There ought, of course, to be no such hierarchy, as there ought to be no poverty, or no war. If a thing is good, as Flaubert wrote, it is good; be it a novel or a five-hundred-word article on a football match. All good writing—whatever form it appears in—deserves respect, but respect isn’t a coin you gain by robbing someone else. Mordue’s argument merely turns the snobbery he rightly resents upside down: fiction bad, non-fiction good.

  Mordue talks of the sales success of non-fiction. But the picture here is complex. When publishers say non-fiction is booming, they more often than not mean the likes of The Liver Cleansing Diet or The Guinness Book of Records. There is little new in this. Jacqueline Kent, in her biography of the doyen of Australian editors, Beatrice Davis, notes that one of the most successful titles for Angus & Robertson during the 1950s was Sheep Management and Diseases.

  None of the literary non-fiction books Mordue cites as great successes have sales anywhere near those of our major novels. In the last three years, when Mordue would have Australian fiction dead, we have seen the phenomenon of the two most successful literary novels in Australian history, Tim Winton’s Dirt Music and Peter Carey’s True History of the Kelly Gang, both selling in excess of 200,000 copies. These would be remarkable figures for literary novels in Britain, the USA or Germany, which though the largest book markets in the world, sell far fewer literary novels per capita than Australia.

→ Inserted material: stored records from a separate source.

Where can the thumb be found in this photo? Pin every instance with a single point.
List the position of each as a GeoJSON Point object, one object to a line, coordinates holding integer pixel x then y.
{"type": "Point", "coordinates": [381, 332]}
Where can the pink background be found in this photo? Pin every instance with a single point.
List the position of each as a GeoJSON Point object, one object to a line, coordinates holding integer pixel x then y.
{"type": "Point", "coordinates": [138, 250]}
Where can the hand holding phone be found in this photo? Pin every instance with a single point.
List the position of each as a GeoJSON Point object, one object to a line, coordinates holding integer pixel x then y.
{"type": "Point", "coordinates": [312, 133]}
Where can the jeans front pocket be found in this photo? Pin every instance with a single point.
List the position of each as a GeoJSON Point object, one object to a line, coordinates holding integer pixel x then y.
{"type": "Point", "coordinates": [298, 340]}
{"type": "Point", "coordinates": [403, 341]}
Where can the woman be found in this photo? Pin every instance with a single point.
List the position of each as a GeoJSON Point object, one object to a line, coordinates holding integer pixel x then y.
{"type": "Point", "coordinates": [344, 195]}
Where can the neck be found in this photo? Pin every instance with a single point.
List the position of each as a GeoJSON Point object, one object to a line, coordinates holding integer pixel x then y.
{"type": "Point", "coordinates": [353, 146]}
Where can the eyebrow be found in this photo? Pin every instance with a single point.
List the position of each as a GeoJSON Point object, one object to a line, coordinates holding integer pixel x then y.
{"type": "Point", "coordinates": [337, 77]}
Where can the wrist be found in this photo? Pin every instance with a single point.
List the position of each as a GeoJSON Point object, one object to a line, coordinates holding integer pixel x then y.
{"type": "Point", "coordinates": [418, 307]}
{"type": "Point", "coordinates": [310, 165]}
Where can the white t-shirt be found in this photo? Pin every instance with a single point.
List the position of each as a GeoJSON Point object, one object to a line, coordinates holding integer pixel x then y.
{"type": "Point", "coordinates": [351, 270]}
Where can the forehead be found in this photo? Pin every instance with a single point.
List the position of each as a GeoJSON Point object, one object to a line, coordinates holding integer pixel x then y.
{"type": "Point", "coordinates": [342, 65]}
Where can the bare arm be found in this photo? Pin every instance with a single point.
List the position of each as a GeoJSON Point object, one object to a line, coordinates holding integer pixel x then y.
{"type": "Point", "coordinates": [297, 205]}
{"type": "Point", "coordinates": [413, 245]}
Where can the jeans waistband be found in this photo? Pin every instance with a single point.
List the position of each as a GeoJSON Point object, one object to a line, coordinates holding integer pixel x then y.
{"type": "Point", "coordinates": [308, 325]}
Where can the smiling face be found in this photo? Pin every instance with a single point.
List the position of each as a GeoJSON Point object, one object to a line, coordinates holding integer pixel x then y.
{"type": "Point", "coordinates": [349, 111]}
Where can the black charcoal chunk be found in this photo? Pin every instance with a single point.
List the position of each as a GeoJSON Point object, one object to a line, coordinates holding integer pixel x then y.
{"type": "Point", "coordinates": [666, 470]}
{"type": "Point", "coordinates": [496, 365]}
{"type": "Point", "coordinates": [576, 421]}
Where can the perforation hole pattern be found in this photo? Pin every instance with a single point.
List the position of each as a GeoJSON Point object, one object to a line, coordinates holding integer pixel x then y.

  Yet sales tell us nothing other than the obvious and can never be taken as the yardstick of worth. After all, two of the biggest publishing failures of the 1850s in the USA were Melville’s Moby-Dick and Walt Whitman’s Leaves of Grass, books that have since been recognised as some of the great works of the modern era.

  Serious non-fiction speaks to contemporary issues and can have great immediate impact. But longer term it tends to fade. Could this be why Patrick White’s Voss (1957) matters to us now in a way that Russel Ward’s The Australian Legend (1958) no longer does? Or why My Brother Jack (1964) continues to reverberate long after Donald Horne’s The Lucky Country (1964) has been relegated to the abyss of intellectual history?

  It is unlikely any of the non-fiction books Mordue cites will be in print a decade from now, when Winton and Carey will continue to be read and shape our sense of ourselves. But this no more renders these non-fiction works unimportant than poor sales of a new novel now might indicate its ultimate irrelevance.

  Writing is not a world composed of hostile nations but a large house full of many rooms, all or any of which writers and readers ought to and do visit. Revealingly, most of the non-fiction writers Mordue cites have also written fiction, often with great success.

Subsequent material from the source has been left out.